The Carnot cycle consists of four stages: two isothermal (constant temperature) processes and two adiabatic (no heat exchange) processes. These stages allow the refrigerator to absorb and expel heat efficiently. In this exercise, the Carnot refrigerator undergoes cycles between the two reservoirs at different temperatures.

• During the isothermal expansion at the lower temperature, the refrigerator absorbs heat from the cold reservoir, doing work.
• During isothermal compression at the higher temperature, it releases the absorbed heat to the hot reservoir.

This cycle repeats, enabling the refrigerator to maintain temperature difference between two reservoirs and keep the inside of the fridge at a lower temperature.

Coefficient of Performance

The Coefficient of Performance (COP) is an important measure of a refrigerator's efficiency.
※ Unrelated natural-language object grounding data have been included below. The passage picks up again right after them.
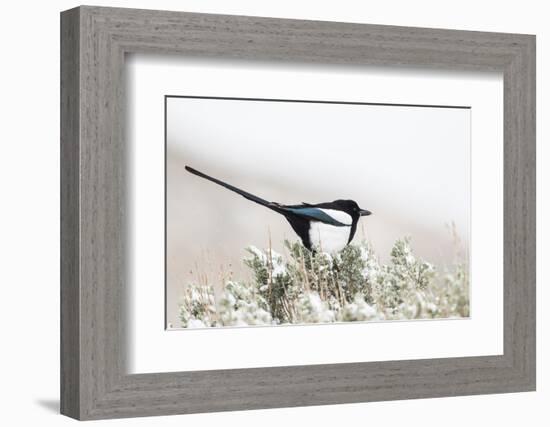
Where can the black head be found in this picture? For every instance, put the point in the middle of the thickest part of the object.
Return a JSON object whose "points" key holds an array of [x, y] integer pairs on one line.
{"points": [[351, 208]]}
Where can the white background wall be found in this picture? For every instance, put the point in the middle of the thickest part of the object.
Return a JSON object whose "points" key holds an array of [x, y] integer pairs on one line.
{"points": [[29, 213]]}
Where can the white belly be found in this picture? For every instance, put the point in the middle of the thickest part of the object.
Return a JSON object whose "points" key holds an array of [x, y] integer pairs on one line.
{"points": [[328, 238]]}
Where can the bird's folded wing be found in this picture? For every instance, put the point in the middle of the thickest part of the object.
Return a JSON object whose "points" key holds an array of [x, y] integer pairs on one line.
{"points": [[314, 214]]}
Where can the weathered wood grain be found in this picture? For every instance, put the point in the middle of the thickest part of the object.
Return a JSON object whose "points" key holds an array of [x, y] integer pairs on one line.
{"points": [[94, 383]]}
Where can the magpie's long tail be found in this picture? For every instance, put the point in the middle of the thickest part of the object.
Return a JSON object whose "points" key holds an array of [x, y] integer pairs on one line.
{"points": [[243, 193]]}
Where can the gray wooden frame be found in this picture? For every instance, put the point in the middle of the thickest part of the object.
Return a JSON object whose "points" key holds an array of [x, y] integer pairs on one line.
{"points": [[94, 41]]}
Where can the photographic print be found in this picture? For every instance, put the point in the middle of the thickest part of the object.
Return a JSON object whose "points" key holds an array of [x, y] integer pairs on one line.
{"points": [[289, 212]]}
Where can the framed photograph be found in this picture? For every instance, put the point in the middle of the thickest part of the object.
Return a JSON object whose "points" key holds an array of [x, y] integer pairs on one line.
{"points": [[262, 213]]}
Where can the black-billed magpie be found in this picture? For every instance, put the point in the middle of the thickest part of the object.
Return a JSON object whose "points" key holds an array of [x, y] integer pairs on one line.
{"points": [[328, 226]]}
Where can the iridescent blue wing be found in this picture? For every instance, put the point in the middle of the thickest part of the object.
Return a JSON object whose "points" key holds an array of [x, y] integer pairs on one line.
{"points": [[314, 214]]}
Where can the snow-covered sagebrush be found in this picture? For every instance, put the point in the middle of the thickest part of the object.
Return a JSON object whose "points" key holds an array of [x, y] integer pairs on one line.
{"points": [[306, 287]]}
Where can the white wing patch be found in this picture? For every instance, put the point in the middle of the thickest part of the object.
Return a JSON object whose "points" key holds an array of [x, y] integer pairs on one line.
{"points": [[339, 216], [328, 238]]}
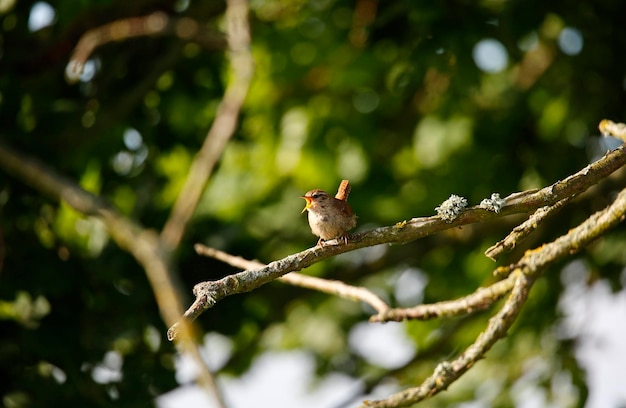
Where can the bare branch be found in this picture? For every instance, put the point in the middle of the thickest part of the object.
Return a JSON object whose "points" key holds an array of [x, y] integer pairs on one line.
{"points": [[331, 287], [520, 232], [209, 293], [481, 299], [526, 271], [242, 67]]}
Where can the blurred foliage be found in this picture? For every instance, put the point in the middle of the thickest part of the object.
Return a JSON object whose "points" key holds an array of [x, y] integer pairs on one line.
{"points": [[398, 105]]}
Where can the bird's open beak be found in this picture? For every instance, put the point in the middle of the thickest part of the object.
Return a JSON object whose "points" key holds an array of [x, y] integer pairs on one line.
{"points": [[309, 201]]}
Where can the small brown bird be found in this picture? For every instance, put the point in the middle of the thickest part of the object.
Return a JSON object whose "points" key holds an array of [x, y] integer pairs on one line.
{"points": [[330, 217]]}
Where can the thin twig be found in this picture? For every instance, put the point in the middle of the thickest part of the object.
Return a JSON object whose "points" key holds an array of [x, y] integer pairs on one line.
{"points": [[143, 244], [242, 68], [331, 287], [209, 293], [526, 271]]}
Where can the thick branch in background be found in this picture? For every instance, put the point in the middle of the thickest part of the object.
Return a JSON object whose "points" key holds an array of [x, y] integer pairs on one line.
{"points": [[242, 67], [210, 292]]}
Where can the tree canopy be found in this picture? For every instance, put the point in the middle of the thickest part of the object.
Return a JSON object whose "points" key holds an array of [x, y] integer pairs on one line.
{"points": [[410, 101]]}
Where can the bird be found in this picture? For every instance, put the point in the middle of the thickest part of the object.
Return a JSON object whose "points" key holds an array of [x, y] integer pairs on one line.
{"points": [[330, 217]]}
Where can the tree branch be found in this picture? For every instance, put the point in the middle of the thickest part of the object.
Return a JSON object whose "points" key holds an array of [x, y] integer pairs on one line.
{"points": [[209, 293], [481, 299], [242, 68], [331, 287], [526, 271], [143, 244], [520, 232]]}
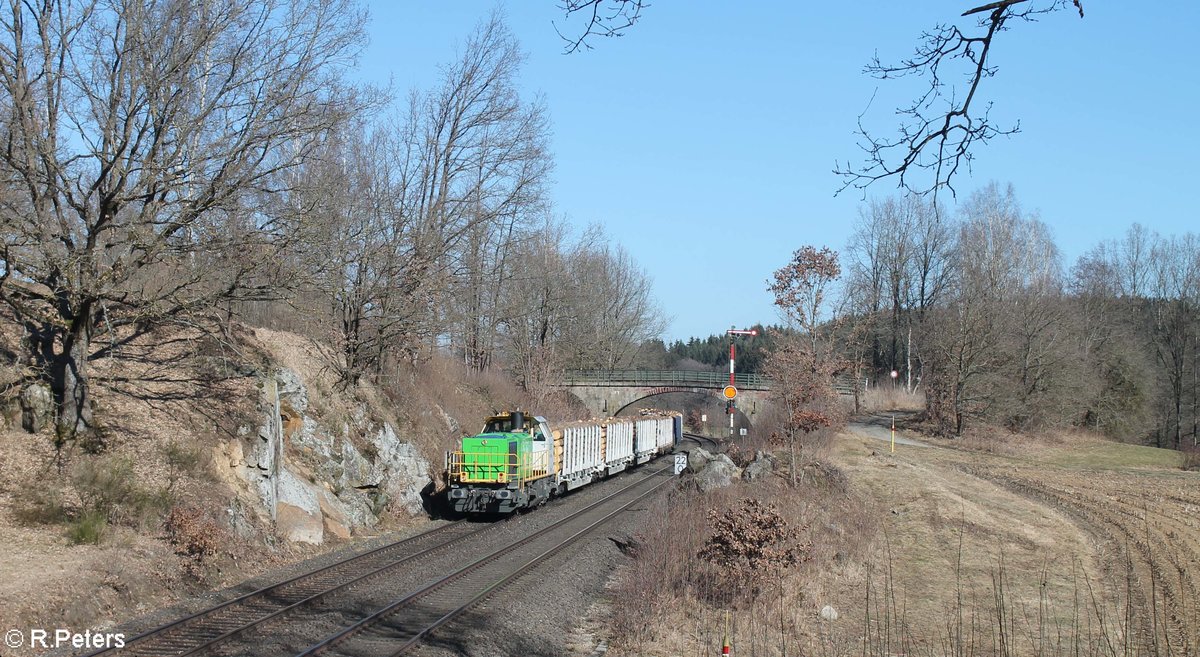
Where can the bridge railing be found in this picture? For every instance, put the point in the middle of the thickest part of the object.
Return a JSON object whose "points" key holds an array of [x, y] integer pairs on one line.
{"points": [[664, 378]]}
It indicates how effectively a refrigerator removes heat from the low-temperature reservoir and how much work (or energy) is used to do so.

COP is defined as the ratio of the heat extracted from the cold reservoir (Q_C) to the work input (W).\[\text{COP} = \frac{Q_C}{W}\]In our exercise, the heat taken from the cold reservoir is 415 J, and the work done per cycle is 76 J. Hence, the COP is calculated as:

\[\text{COP} = \frac{415}{76} \approx 5.46\]A higher COP value means a more efficient refrigerator, as it indicates more heat transfer per unit of work input. It's a critical parameter for assessing the effectiveness of cooling devices.

Carnot Efficiency

Carnot efficiency is a theoretical maximum efficiency that any heat engine or refrigerator can achieve when operating between two temperatures. This concept provides a yardstick against which the performance of real-life refrigerators and engines can be measured.

For a Carnot refrigerator, the efficiency is determined by the temperature difference between the hot (T_H) and cold (T_C) reservoirs.

• The formula for Carnot efficiency is given by:\[\eta = 1 - \frac{T_C}{T_H} \]
• This exercise involves reservoirs at 270 K and 320 K, allowing us to calculate the maximum theoretical efficiency.

The efficiency calculated here serves as a theoretical limit; no real refrigerator can exceed it due to unavoidable energy losses in practical systems. Understanding this limitation helps engineers design better refrigerators that approach this ideal efficiency, paving the way for more energy-efficient technologies.